# Integrated Smoke Alarms



## ardandy (Aug 18, 2006)

We have 4 mains powered smoke alarms and the date on 3 of them is May 2016. 

Is it a straight swap sort of thing? Do all fit the same base? Should I get a sparky?

Dont think I can justify a Nest before someone mentions it!


----------



## camerashy (Feb 9, 2014)

The Fire Service fitted mine FOC battery lasts 10 years


----------



## Serkie (Dec 8, 2007)

I'd change the whole unit.

The power is usually off a lighting circuit so isolate via the associated breaker at the switchboard, check the feed is dead, remove, mount and rewire.

Should be a quick and easy job, also something you could do yourself if you have a meter and a few basic tools.

I would look at getting some network detectors, if you want to spend a bit more the Nest system is nice and does both Smoke and Co.

Some ideas here:
http://www.safelincs.co.uk/all-smoke-alarms/


----------



## james_death (Aug 9, 2010)

AS stated, you can replace yourself if you feel confident enough.

Majority of the time the base will be different even from same manufacturer just change the lot.

As for battery models there have been a fair few hit and misses with the 10 year fire angels not even lasting a year.

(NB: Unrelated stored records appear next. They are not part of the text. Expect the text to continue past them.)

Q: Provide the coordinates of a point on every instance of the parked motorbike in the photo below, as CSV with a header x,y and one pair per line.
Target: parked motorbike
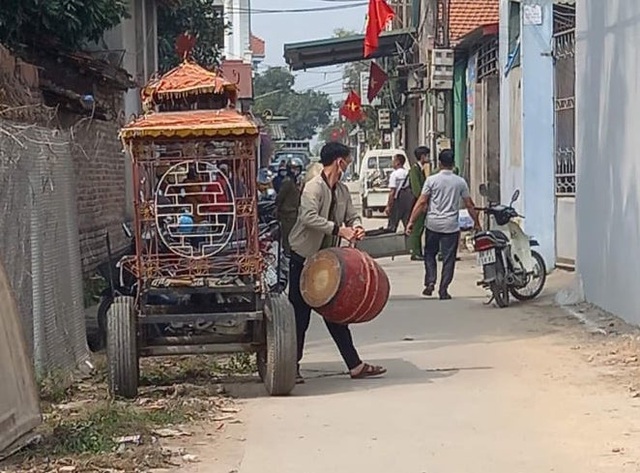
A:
x,y
509,264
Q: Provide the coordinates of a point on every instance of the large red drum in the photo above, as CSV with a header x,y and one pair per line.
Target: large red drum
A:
x,y
344,285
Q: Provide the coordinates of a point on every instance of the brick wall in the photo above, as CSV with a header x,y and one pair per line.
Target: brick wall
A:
x,y
99,167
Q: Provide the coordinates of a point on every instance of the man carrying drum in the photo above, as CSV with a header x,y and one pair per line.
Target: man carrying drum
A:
x,y
326,215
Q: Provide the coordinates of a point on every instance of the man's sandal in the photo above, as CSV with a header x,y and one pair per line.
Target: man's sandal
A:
x,y
369,371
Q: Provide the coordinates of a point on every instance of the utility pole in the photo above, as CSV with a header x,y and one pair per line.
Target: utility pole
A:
x,y
441,99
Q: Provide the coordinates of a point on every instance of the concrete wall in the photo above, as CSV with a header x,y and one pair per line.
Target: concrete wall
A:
x,y
99,166
237,44
534,174
566,235
608,173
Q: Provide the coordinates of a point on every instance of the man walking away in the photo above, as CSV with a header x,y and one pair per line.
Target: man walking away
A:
x,y
417,177
401,198
440,198
326,215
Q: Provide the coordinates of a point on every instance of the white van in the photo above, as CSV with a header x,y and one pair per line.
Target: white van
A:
x,y
375,170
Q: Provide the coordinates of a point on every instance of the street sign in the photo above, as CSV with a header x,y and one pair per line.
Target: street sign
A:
x,y
442,69
364,90
384,119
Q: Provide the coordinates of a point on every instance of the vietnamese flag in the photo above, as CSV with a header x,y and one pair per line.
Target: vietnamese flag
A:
x,y
377,79
352,108
378,16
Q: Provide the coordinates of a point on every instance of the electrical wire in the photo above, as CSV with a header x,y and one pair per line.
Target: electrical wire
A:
x,y
255,11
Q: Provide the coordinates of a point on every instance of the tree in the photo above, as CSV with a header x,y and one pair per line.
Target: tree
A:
x,y
307,111
64,24
200,18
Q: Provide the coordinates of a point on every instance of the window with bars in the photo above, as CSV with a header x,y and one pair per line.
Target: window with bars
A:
x,y
488,58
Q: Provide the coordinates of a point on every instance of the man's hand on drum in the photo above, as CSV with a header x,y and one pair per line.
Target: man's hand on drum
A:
x,y
351,234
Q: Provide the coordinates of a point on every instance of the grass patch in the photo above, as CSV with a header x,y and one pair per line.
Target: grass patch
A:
x,y
98,430
55,388
193,369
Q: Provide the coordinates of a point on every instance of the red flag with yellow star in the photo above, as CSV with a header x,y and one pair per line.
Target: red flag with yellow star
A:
x,y
377,79
352,108
378,16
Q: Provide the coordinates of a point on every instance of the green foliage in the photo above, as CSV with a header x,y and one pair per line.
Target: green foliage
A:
x,y
307,111
66,24
200,18
97,430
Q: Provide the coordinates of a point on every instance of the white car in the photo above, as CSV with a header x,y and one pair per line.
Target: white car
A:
x,y
375,170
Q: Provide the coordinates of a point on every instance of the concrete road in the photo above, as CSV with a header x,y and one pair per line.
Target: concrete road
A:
x,y
471,388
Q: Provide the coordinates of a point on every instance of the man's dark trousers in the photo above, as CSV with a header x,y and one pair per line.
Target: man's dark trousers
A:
x,y
340,333
447,244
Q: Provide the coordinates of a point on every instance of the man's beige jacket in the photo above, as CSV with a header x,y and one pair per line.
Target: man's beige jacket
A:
x,y
313,223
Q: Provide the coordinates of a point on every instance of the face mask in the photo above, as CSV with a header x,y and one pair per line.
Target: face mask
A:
x,y
341,169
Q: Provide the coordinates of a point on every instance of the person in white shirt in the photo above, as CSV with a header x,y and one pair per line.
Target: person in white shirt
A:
x,y
401,199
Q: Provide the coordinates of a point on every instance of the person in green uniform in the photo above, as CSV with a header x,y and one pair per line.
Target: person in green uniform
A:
x,y
288,201
417,176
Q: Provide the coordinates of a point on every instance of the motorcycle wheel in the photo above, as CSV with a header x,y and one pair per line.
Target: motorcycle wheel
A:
x,y
499,287
539,278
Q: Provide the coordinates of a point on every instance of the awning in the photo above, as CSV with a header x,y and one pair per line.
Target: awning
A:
x,y
471,39
332,51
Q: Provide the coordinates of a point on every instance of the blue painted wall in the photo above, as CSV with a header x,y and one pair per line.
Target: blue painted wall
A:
x,y
538,132
526,125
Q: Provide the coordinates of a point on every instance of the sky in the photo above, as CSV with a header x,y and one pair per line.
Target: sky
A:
x,y
280,28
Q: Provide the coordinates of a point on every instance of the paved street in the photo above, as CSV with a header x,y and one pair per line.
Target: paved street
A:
x,y
470,388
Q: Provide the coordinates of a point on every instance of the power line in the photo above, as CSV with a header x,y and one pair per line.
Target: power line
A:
x,y
255,11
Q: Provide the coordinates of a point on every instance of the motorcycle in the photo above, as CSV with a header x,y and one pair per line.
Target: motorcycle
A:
x,y
509,264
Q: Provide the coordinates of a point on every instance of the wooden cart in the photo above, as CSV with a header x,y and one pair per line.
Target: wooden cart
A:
x,y
199,264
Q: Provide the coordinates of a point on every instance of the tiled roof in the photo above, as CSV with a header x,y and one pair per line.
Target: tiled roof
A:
x,y
468,15
257,46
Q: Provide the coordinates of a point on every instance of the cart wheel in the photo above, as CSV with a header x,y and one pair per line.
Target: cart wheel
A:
x,y
278,371
122,351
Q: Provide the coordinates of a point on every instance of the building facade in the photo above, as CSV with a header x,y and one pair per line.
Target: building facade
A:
x,y
527,148
607,143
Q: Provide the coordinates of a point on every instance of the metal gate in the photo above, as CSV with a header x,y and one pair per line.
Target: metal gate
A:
x,y
565,135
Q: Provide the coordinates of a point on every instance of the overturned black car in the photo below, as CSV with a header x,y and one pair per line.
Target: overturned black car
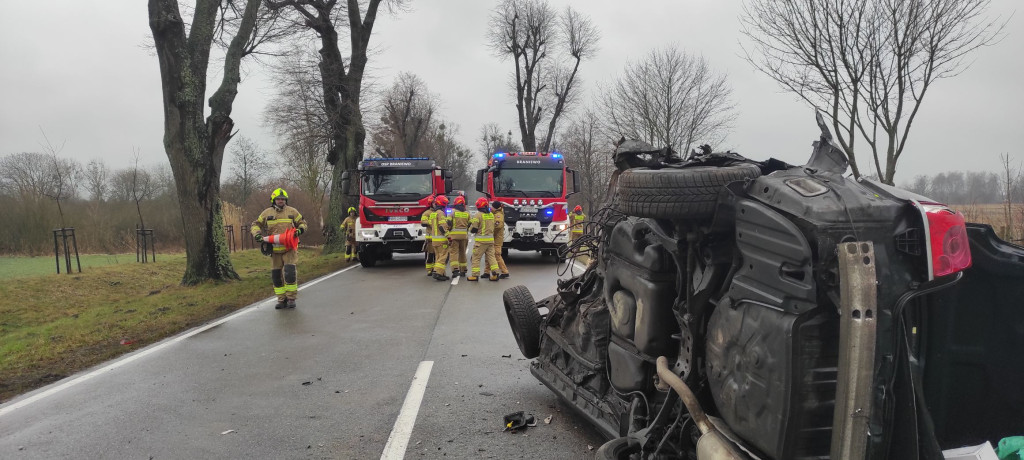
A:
x,y
733,308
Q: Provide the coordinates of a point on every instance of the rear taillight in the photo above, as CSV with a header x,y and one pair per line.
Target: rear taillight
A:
x,y
948,247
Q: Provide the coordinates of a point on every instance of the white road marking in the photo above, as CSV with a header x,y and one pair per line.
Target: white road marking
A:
x,y
153,348
397,442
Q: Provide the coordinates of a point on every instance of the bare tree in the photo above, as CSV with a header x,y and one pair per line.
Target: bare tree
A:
x,y
342,84
141,186
589,152
195,142
1009,176
670,98
866,65
547,49
96,175
250,167
494,140
408,116
27,175
65,174
442,147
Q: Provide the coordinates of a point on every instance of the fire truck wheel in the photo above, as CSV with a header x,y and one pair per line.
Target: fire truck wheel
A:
x,y
524,320
677,194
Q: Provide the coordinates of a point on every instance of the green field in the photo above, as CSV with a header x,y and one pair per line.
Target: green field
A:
x,y
31,266
54,325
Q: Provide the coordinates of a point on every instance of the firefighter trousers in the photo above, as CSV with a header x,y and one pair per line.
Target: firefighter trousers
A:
x,y
428,249
499,241
350,248
486,250
440,256
283,274
457,254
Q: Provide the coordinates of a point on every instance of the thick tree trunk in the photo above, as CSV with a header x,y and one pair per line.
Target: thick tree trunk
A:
x,y
196,145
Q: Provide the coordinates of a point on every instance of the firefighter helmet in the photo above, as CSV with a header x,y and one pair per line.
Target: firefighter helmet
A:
x,y
280,193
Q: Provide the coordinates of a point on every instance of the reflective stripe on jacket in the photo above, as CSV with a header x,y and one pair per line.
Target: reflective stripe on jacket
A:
x,y
459,222
438,225
484,222
578,222
273,221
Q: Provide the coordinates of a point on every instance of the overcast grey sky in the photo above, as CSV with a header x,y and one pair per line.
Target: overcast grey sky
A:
x,y
78,70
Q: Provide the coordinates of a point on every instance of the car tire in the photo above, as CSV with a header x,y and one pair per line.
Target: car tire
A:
x,y
677,194
524,320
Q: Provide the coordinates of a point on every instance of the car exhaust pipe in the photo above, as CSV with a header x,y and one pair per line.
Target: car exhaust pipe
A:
x,y
712,445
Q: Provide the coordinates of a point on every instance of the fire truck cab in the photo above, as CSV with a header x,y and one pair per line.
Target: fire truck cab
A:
x,y
534,186
392,193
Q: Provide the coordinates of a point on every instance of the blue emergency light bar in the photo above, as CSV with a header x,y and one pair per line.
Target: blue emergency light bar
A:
x,y
389,159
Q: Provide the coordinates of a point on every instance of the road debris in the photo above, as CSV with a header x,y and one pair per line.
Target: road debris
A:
x,y
518,420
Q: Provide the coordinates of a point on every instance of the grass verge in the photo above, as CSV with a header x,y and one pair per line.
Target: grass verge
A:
x,y
54,325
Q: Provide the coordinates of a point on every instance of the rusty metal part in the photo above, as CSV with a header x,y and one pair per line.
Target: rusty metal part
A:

The ones that take a single AA these days are simple and usually a household has a normal AA rather than a rarely used 9V.


----------



## ardandy (Aug 18, 2006)

These are all mains powered with battery back up.


----------



## adlem (Jul 6, 2008)

If you feel confident enough just change the whole unit, they're cheap enough. You'll pay less in the likes of Screwfix rather than b&q


----------



## SteveTDCi (Feb 8, 2006)

I just fitted standard smoke alarms in place of the wired ones. A 10 year battery very rarely lasts 10 years, as ever it depends on usage and the alarm. There is far as I'm aware only 1 company that makes them and they are around £6 each.


----------